Tumor growth significantly reduced in mice treated with lactate
During the study, Gao and his colleagues gave lactate injections to mice with colon cancer or melanoma; other tumor-bearing mice received glucose injections. While glucose had little effect, tumor growth was significantly reduced in mice treated with lactate. When the researchers tried the same experiment in mice genetically engineered to lack T cells, this anti-tumor benefit was blocked, suggesting that lactate appeared to be exerting its effects through this immune cell population.
Administering lactate alone didn’t completely eliminate the tumors. But when the researchers added a commonly used immune checkpoint inhibitor—a type of cancer immunotherapy that releases the brakes that prevent T cells from fighting malignancies—about half of the mice became completely tumor-free. Lactate also significantly improved the effects of a cancer-fighting vaccine and improved the anticancer response of cultured T cells that were injected into tumor-bearing mice.
Further single-cell RNA sequencing analysis showed that more T cells infiltrated the tumors of the lactate-treated mice. Compared to animals that didn’t receive this treatment, T cells from the mice that received lactate expressed more genes associated with stem-like T cells and a smaller number of genes associated with exhaustion markers, making them more fit to effectively fight cancer.

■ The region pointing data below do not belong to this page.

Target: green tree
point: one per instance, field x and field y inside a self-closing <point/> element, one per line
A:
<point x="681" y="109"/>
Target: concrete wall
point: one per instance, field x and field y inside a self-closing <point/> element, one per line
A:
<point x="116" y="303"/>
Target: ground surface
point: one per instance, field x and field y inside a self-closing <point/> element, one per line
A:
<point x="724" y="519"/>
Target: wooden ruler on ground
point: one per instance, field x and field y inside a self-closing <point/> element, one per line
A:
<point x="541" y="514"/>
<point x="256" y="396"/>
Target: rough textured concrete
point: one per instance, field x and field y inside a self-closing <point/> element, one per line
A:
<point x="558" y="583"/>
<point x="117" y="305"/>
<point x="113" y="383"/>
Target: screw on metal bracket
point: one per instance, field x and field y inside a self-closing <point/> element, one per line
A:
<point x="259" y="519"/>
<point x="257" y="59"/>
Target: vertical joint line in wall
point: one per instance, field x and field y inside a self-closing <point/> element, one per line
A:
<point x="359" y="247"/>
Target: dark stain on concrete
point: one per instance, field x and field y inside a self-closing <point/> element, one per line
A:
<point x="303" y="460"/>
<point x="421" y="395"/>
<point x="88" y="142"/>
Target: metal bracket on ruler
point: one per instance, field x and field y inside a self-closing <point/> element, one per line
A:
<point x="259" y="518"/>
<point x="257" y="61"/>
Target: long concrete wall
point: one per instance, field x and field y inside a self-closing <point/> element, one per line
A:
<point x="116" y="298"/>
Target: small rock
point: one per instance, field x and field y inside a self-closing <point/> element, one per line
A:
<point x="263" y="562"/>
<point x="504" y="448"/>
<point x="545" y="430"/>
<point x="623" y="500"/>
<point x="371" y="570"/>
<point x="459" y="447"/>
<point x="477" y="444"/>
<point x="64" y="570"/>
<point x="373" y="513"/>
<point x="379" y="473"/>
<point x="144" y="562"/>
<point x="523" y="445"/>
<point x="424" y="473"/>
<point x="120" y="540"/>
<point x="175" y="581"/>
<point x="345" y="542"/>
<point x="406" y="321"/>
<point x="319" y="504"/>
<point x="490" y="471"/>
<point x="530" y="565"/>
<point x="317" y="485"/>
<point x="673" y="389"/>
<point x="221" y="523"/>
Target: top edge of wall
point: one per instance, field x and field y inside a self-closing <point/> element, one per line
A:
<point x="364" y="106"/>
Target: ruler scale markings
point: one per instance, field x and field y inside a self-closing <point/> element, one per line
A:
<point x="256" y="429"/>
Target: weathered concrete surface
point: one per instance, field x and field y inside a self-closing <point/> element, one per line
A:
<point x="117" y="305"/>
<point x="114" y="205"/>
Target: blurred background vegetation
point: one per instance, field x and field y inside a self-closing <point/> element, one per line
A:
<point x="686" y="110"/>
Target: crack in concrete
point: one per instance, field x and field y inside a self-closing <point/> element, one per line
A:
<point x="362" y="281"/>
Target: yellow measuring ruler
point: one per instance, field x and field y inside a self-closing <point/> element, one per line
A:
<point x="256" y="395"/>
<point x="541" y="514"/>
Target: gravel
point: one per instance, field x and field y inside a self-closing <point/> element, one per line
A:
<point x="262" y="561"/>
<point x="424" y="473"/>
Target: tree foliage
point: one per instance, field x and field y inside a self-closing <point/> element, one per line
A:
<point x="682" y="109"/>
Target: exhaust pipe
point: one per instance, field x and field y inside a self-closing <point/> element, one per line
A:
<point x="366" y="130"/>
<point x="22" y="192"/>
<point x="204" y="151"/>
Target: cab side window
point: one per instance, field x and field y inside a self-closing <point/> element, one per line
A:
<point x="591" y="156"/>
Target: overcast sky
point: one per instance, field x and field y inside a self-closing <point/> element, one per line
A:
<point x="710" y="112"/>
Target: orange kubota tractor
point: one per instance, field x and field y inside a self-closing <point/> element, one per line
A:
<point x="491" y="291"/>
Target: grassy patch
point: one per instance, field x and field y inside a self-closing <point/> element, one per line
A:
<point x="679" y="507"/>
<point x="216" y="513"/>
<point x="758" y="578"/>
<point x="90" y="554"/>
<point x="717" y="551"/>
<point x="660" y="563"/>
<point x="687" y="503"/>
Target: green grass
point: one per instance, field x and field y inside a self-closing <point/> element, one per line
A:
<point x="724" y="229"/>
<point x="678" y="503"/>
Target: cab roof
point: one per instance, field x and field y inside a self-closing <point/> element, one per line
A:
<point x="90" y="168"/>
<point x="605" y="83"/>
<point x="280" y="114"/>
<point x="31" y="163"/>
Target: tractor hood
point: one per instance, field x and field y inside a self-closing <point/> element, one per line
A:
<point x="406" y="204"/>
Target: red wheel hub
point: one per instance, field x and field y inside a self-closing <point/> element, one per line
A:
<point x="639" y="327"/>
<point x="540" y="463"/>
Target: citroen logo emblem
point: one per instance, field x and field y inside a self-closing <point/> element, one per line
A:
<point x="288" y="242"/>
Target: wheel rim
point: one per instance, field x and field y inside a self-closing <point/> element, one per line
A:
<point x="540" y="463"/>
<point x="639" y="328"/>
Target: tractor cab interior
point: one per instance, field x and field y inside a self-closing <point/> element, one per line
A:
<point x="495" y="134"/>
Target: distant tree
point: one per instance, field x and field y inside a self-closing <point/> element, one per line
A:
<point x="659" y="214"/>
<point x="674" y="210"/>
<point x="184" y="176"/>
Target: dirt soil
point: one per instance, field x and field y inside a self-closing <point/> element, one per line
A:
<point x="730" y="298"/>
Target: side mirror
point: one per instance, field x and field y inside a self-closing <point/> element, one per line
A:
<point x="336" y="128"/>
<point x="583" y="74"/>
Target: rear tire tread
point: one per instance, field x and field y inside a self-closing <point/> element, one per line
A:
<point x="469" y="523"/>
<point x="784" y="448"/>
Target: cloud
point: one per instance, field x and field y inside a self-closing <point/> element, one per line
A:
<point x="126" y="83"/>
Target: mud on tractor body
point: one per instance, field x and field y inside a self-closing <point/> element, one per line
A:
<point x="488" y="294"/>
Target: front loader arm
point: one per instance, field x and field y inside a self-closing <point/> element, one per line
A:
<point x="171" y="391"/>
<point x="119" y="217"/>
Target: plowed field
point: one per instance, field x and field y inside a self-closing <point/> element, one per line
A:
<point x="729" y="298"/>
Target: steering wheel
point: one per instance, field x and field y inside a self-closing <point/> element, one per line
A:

Gao noted that the data suggest that lactate could be used to supplement existing immunotherapies, such as immune checkpoint inhibitors, cancer vaccines, and CAR-T cell therapy. It also suggests that exercise, which naturally raises lactate levels, may be protective against cancer or may augment the immune system to fight cancer as well. Gao and his colleagues plan to investigate these topics in future studies.